The goal is to find this integral: $$\int_0^1\frac{x^2+x+2}{(x+1)(1+x^2)}\,\mathrm{d}x$$
I have been on this question for a long time and I am halfway through solving it:
As shown above, using partial fraction decomposition with two linear factors, I have found that $$\int_0^1 \frac{x^2+x+2}{(x+1)(1+x^2)}\,\mathrm{d}x=\int_0^1 \frac{1}{x+1}\,\mathrm{d}x+\int_0^1\frac{1}{1+x^2}\,\mathrm{d}x$$ Where do I go from here? Any help is appreciated.
For $\int \frac{1}{x+1} \, dx$ you should spot that since the derivative of $\log|x|$ is $1/x$, the derivative of $\log|x+1|$ is $$ \frac{1}{x+1} \cdot \frac{d}{dx}(x+1)=\frac{1}{x+1}\cdot 1 = \frac{1}{x+1} $$ using the chain rule. Hence, $$ \int \frac{1}{x+1} \, dx = \log\left|x+1\right|+C \, , $$ and you can apply the fundamental theorem of calculus to find the definite integral.
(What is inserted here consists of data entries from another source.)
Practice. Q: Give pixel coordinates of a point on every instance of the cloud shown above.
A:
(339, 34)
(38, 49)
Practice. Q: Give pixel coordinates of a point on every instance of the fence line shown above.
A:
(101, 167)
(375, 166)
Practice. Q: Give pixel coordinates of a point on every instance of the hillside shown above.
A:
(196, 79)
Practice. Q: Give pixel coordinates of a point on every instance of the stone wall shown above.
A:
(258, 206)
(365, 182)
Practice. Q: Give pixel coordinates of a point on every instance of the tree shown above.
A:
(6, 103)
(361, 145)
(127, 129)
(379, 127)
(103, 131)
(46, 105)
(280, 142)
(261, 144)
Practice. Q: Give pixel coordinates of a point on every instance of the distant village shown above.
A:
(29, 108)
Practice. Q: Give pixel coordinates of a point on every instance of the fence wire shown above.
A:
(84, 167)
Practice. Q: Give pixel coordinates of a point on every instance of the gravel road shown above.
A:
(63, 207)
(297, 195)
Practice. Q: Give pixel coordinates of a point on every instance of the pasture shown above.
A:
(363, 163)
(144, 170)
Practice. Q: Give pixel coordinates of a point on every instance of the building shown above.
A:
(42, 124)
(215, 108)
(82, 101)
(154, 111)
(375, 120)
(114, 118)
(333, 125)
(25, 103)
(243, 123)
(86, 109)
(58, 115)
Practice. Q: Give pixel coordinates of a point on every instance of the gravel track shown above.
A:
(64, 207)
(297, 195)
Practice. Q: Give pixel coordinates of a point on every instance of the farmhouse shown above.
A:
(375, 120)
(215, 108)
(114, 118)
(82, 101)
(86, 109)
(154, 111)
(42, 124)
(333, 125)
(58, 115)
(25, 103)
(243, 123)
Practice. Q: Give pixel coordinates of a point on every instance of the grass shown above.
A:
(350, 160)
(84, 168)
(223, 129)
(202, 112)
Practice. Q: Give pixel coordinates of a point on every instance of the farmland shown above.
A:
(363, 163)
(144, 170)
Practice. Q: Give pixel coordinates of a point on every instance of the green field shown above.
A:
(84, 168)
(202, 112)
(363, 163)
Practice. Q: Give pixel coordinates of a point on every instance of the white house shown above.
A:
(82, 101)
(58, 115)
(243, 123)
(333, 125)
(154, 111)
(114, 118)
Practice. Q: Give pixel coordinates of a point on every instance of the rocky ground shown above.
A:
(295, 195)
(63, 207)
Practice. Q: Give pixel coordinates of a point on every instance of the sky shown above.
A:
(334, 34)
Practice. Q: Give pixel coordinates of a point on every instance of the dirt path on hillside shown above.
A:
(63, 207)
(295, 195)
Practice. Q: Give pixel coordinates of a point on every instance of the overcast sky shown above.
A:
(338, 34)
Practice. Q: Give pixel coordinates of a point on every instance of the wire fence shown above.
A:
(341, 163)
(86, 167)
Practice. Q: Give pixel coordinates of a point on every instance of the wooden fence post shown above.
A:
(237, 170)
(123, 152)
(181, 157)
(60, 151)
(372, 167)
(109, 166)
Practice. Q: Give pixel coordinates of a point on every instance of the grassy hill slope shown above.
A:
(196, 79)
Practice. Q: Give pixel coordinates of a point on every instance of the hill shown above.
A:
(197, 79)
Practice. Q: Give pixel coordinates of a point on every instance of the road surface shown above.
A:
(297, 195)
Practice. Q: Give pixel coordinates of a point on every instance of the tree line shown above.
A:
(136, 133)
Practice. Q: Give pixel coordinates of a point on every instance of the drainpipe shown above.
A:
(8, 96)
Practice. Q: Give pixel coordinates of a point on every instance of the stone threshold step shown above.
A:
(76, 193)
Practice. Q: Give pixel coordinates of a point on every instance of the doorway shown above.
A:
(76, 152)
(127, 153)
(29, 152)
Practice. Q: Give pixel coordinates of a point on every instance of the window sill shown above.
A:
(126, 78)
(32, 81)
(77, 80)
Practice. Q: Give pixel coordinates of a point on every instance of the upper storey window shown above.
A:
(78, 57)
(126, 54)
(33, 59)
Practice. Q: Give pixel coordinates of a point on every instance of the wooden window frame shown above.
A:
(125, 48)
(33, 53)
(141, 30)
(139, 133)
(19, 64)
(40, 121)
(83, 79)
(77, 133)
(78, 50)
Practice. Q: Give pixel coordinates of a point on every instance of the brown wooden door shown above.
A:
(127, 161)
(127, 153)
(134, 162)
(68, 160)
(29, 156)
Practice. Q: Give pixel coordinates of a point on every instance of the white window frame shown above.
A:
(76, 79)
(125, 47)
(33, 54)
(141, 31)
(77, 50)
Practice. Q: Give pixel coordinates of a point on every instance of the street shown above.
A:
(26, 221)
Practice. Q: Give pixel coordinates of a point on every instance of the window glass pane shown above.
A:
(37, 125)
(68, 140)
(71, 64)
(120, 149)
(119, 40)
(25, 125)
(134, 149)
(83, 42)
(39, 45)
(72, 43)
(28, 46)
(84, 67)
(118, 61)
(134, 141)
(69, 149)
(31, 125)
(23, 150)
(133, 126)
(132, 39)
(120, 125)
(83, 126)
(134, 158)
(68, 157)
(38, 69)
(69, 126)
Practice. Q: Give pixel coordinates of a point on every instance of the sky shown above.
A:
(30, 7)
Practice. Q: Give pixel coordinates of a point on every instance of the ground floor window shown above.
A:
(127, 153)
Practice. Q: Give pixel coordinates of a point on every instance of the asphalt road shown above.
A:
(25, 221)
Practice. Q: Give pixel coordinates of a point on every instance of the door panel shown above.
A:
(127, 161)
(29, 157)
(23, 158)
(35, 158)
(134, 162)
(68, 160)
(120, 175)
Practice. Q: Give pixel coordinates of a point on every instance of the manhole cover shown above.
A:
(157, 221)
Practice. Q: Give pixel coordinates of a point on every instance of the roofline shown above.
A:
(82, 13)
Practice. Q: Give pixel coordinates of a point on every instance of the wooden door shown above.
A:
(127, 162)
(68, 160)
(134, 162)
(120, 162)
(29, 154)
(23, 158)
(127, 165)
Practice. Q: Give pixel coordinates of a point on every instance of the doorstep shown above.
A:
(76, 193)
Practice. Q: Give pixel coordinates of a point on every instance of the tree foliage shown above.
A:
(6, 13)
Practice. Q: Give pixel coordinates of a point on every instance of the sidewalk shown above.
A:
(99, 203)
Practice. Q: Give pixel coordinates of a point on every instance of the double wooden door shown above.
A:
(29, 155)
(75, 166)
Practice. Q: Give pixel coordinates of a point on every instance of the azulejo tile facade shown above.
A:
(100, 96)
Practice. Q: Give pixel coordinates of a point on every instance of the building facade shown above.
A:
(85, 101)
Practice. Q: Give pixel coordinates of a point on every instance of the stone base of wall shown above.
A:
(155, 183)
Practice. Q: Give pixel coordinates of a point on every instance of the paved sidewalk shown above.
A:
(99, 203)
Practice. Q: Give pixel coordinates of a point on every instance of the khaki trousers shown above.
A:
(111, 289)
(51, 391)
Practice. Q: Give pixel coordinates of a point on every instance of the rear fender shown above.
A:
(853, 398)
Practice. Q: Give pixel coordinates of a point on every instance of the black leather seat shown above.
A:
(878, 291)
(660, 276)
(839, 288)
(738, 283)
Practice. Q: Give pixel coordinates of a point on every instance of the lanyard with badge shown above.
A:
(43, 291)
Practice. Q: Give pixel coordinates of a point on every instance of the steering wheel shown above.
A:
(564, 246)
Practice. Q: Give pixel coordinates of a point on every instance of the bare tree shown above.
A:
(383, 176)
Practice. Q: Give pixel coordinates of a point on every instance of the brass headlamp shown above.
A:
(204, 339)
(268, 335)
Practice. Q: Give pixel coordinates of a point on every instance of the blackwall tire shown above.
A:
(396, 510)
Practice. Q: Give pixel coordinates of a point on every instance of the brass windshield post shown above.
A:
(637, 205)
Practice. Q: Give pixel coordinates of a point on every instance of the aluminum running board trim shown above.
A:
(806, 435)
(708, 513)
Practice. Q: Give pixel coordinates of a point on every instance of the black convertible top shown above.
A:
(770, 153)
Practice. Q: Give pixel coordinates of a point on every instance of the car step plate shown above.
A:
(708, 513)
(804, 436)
For $\int_{0}^{1} \frac{1}{1+x^2} \, dx$, it helps to simply know that the derivative of $\arctan x$ is $\frac{1}{1+x^2}$. Failing that, you can make the substitution $x=\tan\theta$. If you do make this substitution, remember to change the integral bounds.